The doorman recovered his professional composure. ‘Certainly. Take the first right, and then follow the road, past Harrods, to Knightsbridge station.’
I shuffled towards Knightsbridge station with the single-minded plan to slump on the sofa for the rest of the day, when I heard Amy shouting my name. Turned out Roger Moore was not the last person I expected to see today.
‘I’ve been searching for you all over the Internet, but you’re impossible to find,’ says Amy, her green eyes scrutinising me.
‘You didn’t try hard enough,’ I deflect.
‘You’re a little pale. Are you ill?’ she says, as if we’d seen each other only yesterday.
‘No, I’m fine,’ I say, running my fingers under my eyes, failing to remove whatever smudged make-up I still have.
Amy puts a hand on my forehead and I push it away – her gesture too familiar, too close.
‘Sorry’, she says meekly.
A woman in a burkha, wrapped in a cloud of perfume and buried in shopping bags, walks past. The fragrance makes me gag. I take a deep breath before I can speak again.

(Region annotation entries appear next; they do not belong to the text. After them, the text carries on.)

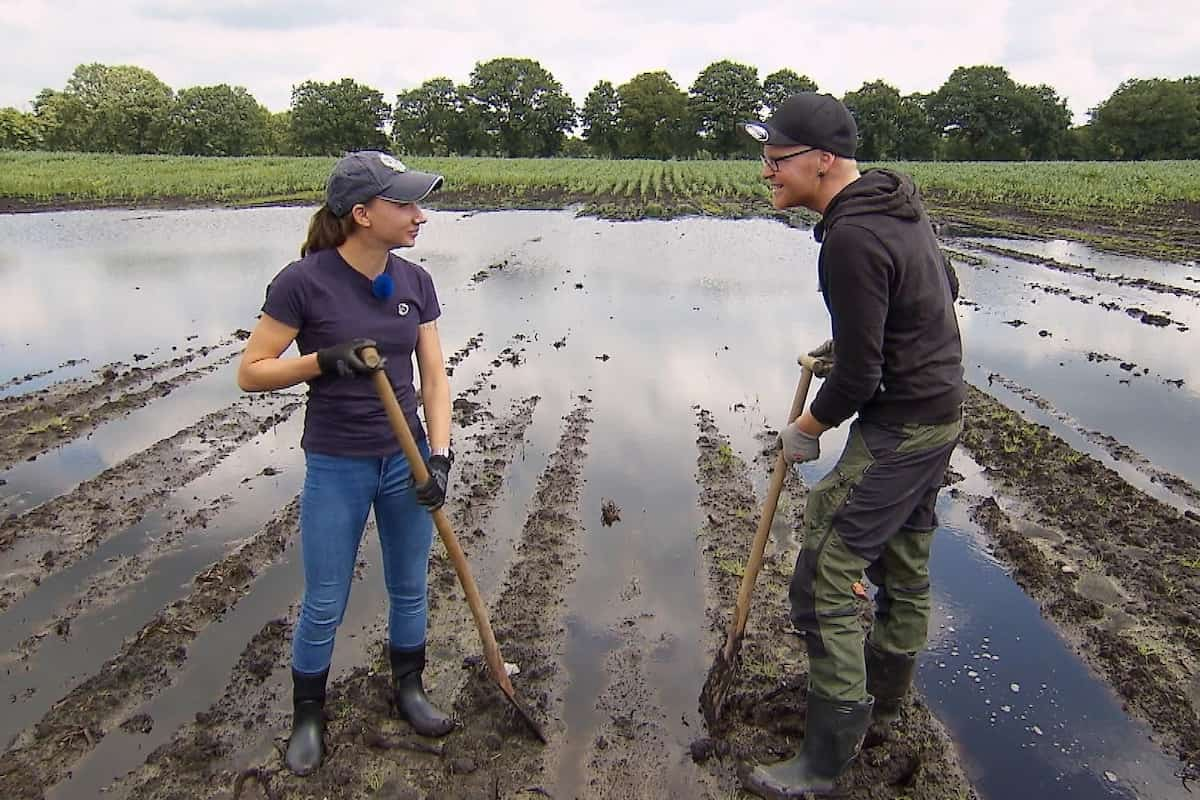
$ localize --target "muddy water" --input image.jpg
[0,209,1200,798]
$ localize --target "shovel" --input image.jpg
[700,355,832,730]
[360,347,546,745]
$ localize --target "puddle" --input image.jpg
[917,451,1181,800]
[0,209,1200,799]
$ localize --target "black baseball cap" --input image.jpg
[325,150,444,217]
[742,91,858,158]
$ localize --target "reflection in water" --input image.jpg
[0,209,1200,798]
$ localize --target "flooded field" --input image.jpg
[0,209,1200,800]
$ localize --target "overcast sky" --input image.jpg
[0,0,1200,122]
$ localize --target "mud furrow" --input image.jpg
[114,397,538,799]
[0,395,301,612]
[0,359,88,393]
[575,618,695,800]
[964,242,1200,299]
[692,410,977,800]
[431,396,592,798]
[988,372,1200,510]
[0,338,240,469]
[7,495,232,663]
[0,500,299,799]
[107,619,294,800]
[962,386,1200,760]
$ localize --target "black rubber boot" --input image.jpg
[738,692,874,800]
[388,644,454,736]
[287,669,329,775]
[864,639,917,722]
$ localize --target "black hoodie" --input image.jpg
[810,169,964,426]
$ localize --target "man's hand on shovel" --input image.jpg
[779,339,833,464]
[779,420,821,464]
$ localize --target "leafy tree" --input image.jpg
[0,108,42,150]
[842,80,900,161]
[689,60,762,157]
[34,64,174,152]
[1016,84,1070,161]
[391,78,466,156]
[1062,124,1102,161]
[34,89,82,150]
[617,70,696,158]
[762,67,817,114]
[1091,78,1200,160]
[930,66,1025,161]
[167,84,270,156]
[559,136,594,158]
[580,80,620,158]
[292,78,391,156]
[469,58,575,156]
[895,94,940,161]
[266,112,298,156]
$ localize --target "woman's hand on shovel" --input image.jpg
[416,456,451,512]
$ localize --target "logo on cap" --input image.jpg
[379,152,408,173]
[743,122,770,142]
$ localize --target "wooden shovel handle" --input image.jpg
[360,347,514,697]
[725,362,812,662]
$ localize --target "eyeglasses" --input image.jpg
[758,148,816,173]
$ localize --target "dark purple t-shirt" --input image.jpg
[263,249,442,456]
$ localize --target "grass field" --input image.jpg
[7,151,1200,260]
[0,152,1200,210]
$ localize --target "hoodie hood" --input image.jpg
[812,169,925,241]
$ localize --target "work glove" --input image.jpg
[809,339,833,359]
[779,422,821,464]
[416,456,454,512]
[317,339,385,378]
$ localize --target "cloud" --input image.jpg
[0,0,1200,121]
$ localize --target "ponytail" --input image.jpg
[300,205,355,258]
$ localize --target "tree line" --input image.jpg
[0,58,1200,161]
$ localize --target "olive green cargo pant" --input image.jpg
[790,419,962,702]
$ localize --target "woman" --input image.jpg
[238,151,454,775]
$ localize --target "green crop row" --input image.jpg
[0,151,1200,212]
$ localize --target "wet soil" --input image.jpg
[0,501,299,799]
[971,242,1200,303]
[962,387,1200,762]
[692,410,977,800]
[0,395,301,610]
[923,191,1200,261]
[0,208,1200,800]
[988,374,1200,507]
[102,386,552,798]
[0,331,246,469]
[0,187,1200,261]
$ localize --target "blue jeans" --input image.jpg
[292,441,433,675]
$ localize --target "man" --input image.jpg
[742,92,964,798]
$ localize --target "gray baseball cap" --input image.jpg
[325,150,445,217]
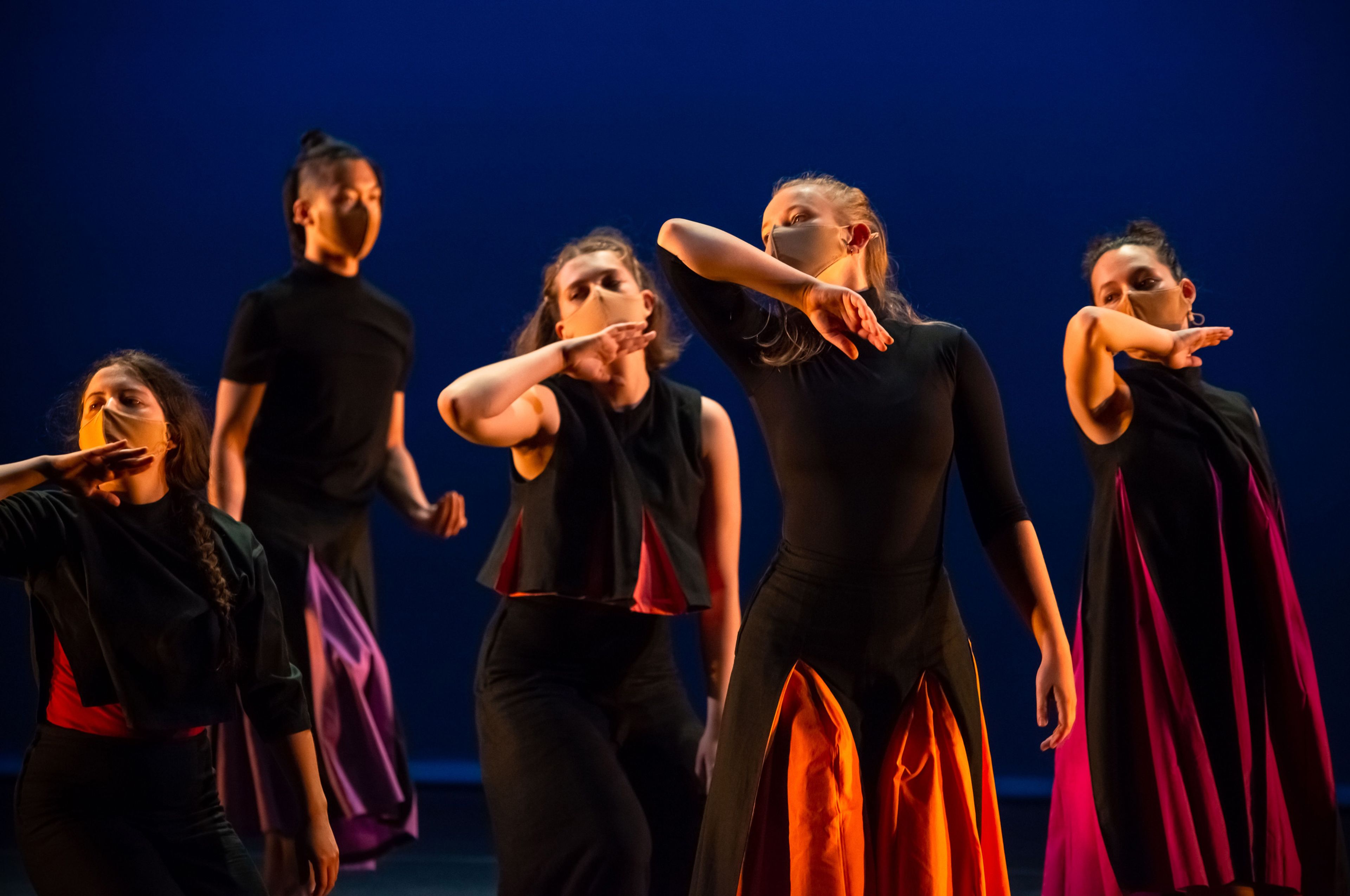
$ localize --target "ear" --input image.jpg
[848,221,875,252]
[1177,277,1197,308]
[290,200,313,227]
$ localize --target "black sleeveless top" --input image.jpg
[478,372,712,614]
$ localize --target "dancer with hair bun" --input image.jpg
[659,175,1075,896]
[211,131,464,896]
[1045,221,1350,896]
[440,229,741,896]
[0,351,338,896]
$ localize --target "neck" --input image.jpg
[594,352,652,409]
[116,471,169,503]
[305,240,360,277]
[815,252,869,293]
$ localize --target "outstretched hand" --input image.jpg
[802,282,895,360]
[412,491,468,538]
[1035,638,1079,750]
[296,818,339,896]
[1158,326,1233,368]
[43,439,155,507]
[561,320,656,383]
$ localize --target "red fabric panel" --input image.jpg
[47,636,207,737]
[632,510,688,615]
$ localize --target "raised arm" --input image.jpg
[952,331,1077,750]
[0,440,154,506]
[1064,305,1233,445]
[436,321,656,451]
[656,217,892,359]
[694,398,741,788]
[207,379,267,520]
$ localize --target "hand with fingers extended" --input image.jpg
[410,491,468,538]
[801,281,895,360]
[1154,326,1233,368]
[42,439,155,507]
[1035,636,1079,750]
[560,321,656,383]
[296,816,339,896]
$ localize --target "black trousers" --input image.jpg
[15,722,266,896]
[475,598,703,896]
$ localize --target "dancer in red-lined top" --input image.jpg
[0,352,338,896]
[1045,221,1350,896]
[440,231,741,896]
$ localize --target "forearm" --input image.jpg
[984,520,1064,650]
[656,217,815,308]
[207,439,249,520]
[269,730,328,823]
[698,587,741,708]
[379,444,429,517]
[436,343,567,430]
[1069,305,1175,355]
[0,455,51,499]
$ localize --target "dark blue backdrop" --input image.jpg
[0,0,1350,780]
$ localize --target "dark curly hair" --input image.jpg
[281,128,385,260]
[512,227,684,370]
[58,350,239,669]
[1083,217,1185,282]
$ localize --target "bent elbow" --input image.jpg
[1065,305,1101,348]
[656,217,688,255]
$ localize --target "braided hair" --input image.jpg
[62,350,239,671]
[281,128,385,262]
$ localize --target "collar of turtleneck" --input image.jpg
[291,258,360,283]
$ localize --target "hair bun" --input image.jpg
[1125,217,1168,240]
[300,128,332,150]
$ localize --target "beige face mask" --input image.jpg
[563,286,647,339]
[316,202,377,258]
[80,405,169,461]
[1120,286,1191,326]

‘What are you, a doctor?’ I say, managing a crooked smile.
‘No,’ she says, shaking her head and then stopping, as if she has changed her mind. ‘Actually, yes, I am a doctor. But not a doctor of medicine. I have a PhD in microbiology.’
I scrunch my face. ‘I thought you wanted to become a writer. To follow in the steps of the Brontë sisters.’ Someone shoves into me.
‘I didn’t fancy dying young,’ says Amy. ‘What about you?’
‘Me?’ I say, smoothing down my coat. ‘I did fancy dying young, remember?’
‘That’s not I meant,’ she says, in a hurry to brush over this particular subject. ‘I mean what do you do?’
I knew, of course I knew what she meant. But I have a sharp tongue, as well as a surname. ‘I work in advertising,’ I say.
‘That sounds glamorous,’ she says, dodging out of someone’s way.
I don’t have the heart to tell her that it isn’t glamorous at all, but life-draining and totally unrewarding. That after two years of blood, sweat and tears spent launching and establishing the Swedish Style brand in the UK, I am, yet again, asked to pitch for the business. That after doing God-Knows-What with the CMO, coincidentally, the son of the CEO, I could lose either the client or my credibility, or, let’s face it, both.
I reach for the reassuring presence of Ma’s necklace around my neck, but I can’t find it. I must have lost it at some point last night. Something else to cry over later. I tug at my coat belt instead.
‘I’d love to hear all about it,’ she says, her eyes scanning my face. ‘Let’s get a coffee soon.’ She takes my hands into hers and looks at me with that unbearable amount of love and pity I have seen before. She should know by now I am impossible to love and I hate being pitied.
‘Sure,’ I hear myself say. Although I would much rather run down the street and throw myself in front of a moving car.